2014: Protection During Nuclear Disasters

11. März 2011 - 11. März 2014 Fukushima in Nordostjapan
WCC/ÖRK

Public health and human rights need far greater protection during nuclear disasters

03 March 2014
By Jonathan Frerichs

Public health and human rights remain woefully unprotected from nuclear disasters. This is a key assessment of a “Human Rights and Natural Disasters” workshop, three years after the Fukushima disaster and 30 years since Chernobyl. The workshop was hosted by the World Council of Churches (WCC) on 28 February in Geneva, Switzerland.

The workshop was called to provide input to a major United Nations conference on disaster risk reduction next year in Japan. That conference will be a critical opportunity to establish much-needed standards, said Dr Michel Prieur, a French specialist on environmental law who helped organize the workshop. However, barriers raised by the nuclear industry, regulators and governments remain high, according to medical and legal researchers present at the workshop, having come from Japan, France, Switzerland and Belarus.

Tragedies like the Fukushima disaster demonstrate that risk reduction measures, emergency procedures and long-term care for the victims lag far behind health and human rights requirements, said Prieur, president of the International Center of Comparative Environmental Law in Limoges, France. Few disaster response agreements at present include human rights, and few human rights conventions include disasters, he noted.

“No immediate danger” has become the touch word of official announcements during nuclear disasters, said Dr Michel Fernex, emeritus professor of medicine at the University of Basel. “Yet now we know that genetic damage begins very early during exposure to radiation”, he said. The genetic diseases it causes may take years to show up, and in some cases not until future generations.

Health data show that infants and pregnant women are the groups most vulnerable to the ionizing radiation from nuclear disasters, Fernex noted. Yet, in Fukushima, whole communities were left in their homes, including the most vulnerable groups, until radiation had reached an official dosage which is not safe, he said.

Fetuses, babies and infants can be 100 times more vulnerable than the elderly to the same dose of radiation, said Fernex, a long-time advocate for children affected by the Chernobyl disaster in Ukraine.

Threats posed by nuclear disasters

Some Fukushima evacuees were taken to areas that were more contaminated than their own communities, said Dr Yayoi Isono, a law professor at Tokyo Keizai University. The average evacuee has had to change shelters seven times. Three years on, 135,000 are still displaced. High levels of stress, family separation, unemployment and disease all add to the health and human rights burdens of the Fukushima disaster.

Speakers in the workshop stressed the need to share full information about a nuclear disaster with the public and to have public participation in prior planning. In Minamisoma, a town just outside the 20-kilometer exclusion zone around the stricken Fukushima reactors, the mayor heard nothing from the authorities until 10 days into the disaster and had to decide what to do on his own, Isono reported.

Conventions on nuclear accidents adopted since the 1986 Chernobyl disaster give more prominence to secrecy and confidentiality that to the public’s health or to human rights, said Prieur.

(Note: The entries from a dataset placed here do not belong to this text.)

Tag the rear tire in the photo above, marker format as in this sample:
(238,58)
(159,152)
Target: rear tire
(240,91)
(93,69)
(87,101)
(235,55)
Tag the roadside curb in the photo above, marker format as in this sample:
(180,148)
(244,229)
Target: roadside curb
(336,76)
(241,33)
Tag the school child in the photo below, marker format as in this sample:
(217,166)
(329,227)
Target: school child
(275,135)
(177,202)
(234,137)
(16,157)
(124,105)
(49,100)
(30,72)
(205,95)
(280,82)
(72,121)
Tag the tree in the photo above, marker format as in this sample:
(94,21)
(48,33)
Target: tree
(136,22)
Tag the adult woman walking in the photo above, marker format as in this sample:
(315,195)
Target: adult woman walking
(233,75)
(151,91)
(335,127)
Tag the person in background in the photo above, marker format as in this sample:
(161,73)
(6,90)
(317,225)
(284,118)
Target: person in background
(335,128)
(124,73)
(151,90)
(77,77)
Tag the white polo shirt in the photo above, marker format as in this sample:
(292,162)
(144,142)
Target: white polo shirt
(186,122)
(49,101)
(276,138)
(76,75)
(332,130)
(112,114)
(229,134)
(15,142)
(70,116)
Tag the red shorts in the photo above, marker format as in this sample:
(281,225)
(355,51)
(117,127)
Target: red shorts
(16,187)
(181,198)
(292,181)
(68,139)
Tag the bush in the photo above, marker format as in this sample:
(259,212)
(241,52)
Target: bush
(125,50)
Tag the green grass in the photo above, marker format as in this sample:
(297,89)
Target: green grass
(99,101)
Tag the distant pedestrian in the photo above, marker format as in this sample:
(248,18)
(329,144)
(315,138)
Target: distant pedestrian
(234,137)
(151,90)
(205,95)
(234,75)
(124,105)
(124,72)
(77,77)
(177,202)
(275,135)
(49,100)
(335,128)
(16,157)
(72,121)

The right to life, the right to health and the rights of future generations need to be made explicit in regulations governing disaster response, he said.

A Japanese medical school professor, Dr Eisuki Matsui of Gifu University, reported that a three-year survey of 200,000 people affected by the Fukushima disaster uncovered 74 cases of a rare cancer in children. Fernex called 74 cases of a rare cancer in children “an epidemic” in a population of that size.

A WCC speaker reviewed the emergency, health and environmental impact of a nuclear weapons disaster, reporting on a recent humanitarian conference on that topic in Mexico which more than 200 governments and civil society organizations attended.

Other speakers reviewed the nuclear disaster recommendations in the UN special rapporteur’s report on the human right to health, consumer rights and protections, and legal support to Fukushima municipalities.


Jonathan Frerichs, WCC programme executive for peace building and disarmament, is a member of the Evangelical Lutheran Church in America.